Students were asked to solve the equation y=x−ab for a. Their work is shown below.
Student 1:
y=x−ab
by=x−a
by−x=a
Student 2:
y=x−ab
yb=x−a
yb−x=−a
−yb+x=a
Student 3:
y=x−ab
by=x−a
by−x=−a
−by+x=a
Which student solved the equation correctly? Justify your answer by explaining why the other two students solved the equation incorrectly.
Student 2 solved the equation correctly.
Student 1 incorrectly solved for a by subtracting x from both sides of the equation, which is not a valid step. This creates a=x-by, not a=yb-x.
Student 3 incorrectly solved for a by subtracting x from both sides of the equation and then multiplying by -1, which is not a valid step. This creates -by+x=a, not a=yb-x.
Student 2 correctly solved the equation by multiplying both sides by -1 to isolate a.

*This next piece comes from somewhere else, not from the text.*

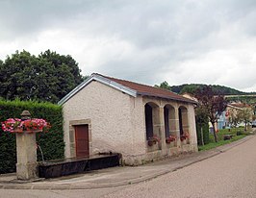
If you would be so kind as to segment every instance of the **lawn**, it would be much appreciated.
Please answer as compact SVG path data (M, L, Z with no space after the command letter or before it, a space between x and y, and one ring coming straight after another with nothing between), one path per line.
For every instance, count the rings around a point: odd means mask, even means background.
M241 135L237 136L237 132L241 132ZM237 140L244 137L245 136L249 135L249 133L244 132L243 128L234 128L234 129L230 129L230 130L228 130L228 129L219 130L217 135L218 135L218 142L215 142L214 135L210 134L210 143L208 143L204 146L198 146L198 150L199 151L206 151L206 150L209 150L212 148L216 148L218 146L221 146L224 144L231 143L233 141L237 141ZM232 135L233 136L229 140L223 140L224 135Z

This results in -yb+x=a, which is the correct solution.
Student 2 solved the equation correctly.
In the original equation, y = x - ab, all three students tried to isolate "a" on one side of the equation.
Student 1 made a mistake by incorrectly distributing "b" in the second step, obtaining by = x - a instead of by = x - ab. This mistake resulted in by - x = a instead of by - x = ab, therefore solving for "a" incorrectly.

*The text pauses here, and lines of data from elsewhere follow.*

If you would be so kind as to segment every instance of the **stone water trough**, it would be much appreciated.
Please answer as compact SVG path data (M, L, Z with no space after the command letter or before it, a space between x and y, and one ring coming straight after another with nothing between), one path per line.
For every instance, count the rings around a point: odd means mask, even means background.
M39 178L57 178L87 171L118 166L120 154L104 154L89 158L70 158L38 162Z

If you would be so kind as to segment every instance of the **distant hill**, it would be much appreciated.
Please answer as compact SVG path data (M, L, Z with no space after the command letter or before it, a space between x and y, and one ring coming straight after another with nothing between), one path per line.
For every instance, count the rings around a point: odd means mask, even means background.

Student 3 made the same mistake as Student 1. They incorrectly distributed "b" in the second step, again resulting in by - x = a instead of by - x = ab. This also led to solving for "a" incorrectly.
On the other hand, Student 2 correctly distributed "b" in the second step, resulting in yb = x - a. Then they correctly isolated "a" by subtracting x from both sides, obtaining yb - x = -a. Finally, they multiplied both sides by -1 to solve for "a", giving -yb + x = a.

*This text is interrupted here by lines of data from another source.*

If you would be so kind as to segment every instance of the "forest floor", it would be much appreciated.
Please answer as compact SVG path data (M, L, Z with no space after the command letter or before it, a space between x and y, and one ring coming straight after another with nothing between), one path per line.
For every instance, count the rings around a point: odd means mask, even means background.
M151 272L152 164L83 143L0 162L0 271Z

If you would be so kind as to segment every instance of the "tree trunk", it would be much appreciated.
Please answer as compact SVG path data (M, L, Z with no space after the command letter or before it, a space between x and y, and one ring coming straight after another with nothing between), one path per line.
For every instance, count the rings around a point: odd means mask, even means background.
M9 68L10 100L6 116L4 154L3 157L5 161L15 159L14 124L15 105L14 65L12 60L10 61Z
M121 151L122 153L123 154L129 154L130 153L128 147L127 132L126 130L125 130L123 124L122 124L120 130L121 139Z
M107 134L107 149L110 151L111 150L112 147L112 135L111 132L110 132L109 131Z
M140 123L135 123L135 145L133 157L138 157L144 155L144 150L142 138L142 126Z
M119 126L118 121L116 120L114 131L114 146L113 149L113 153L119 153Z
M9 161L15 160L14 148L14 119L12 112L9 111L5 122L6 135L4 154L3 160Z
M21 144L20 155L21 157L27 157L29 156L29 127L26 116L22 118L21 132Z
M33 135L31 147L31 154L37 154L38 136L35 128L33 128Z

Therefore, Student 2 solved the equation correctly by correctly isolating "a" and obtaining the correct expression for "a".
To determine which student solved the equation correctly, let's analyze the work of each student and compare it to the original equation.
Student 1 substituted the expression "x - a" back into the original equation for "by" correctly. However, they made an error when isolating "a" by subtracting "x" from both sides. The correct step would be to add "x" to both sides, giving us "by + x = a". Therefore, Student 1 did not solve the equation correctly.
Student 2 made a similar mistake to Student 1. They substituted the expression "x - a" for "yb" correctly but made an error when isolating "a" by subtracting "x" from both sides. The correct step would be to add "x" to both sides, resulting in "-yb + x = a". Therefore, Student 2 also did not solve the equation correctly.
Student 3, on the other hand, correctly substituted the expression "x - a" for "by". Then, they correctly isolated "a" by subtracting "by" from both sides. The final step of multiplying "-1" to both sides to change the sign is also fine. Thus, Student 3 correctly solved the equation.
Therefore, Student 3 is the only student who solved the equation correctly.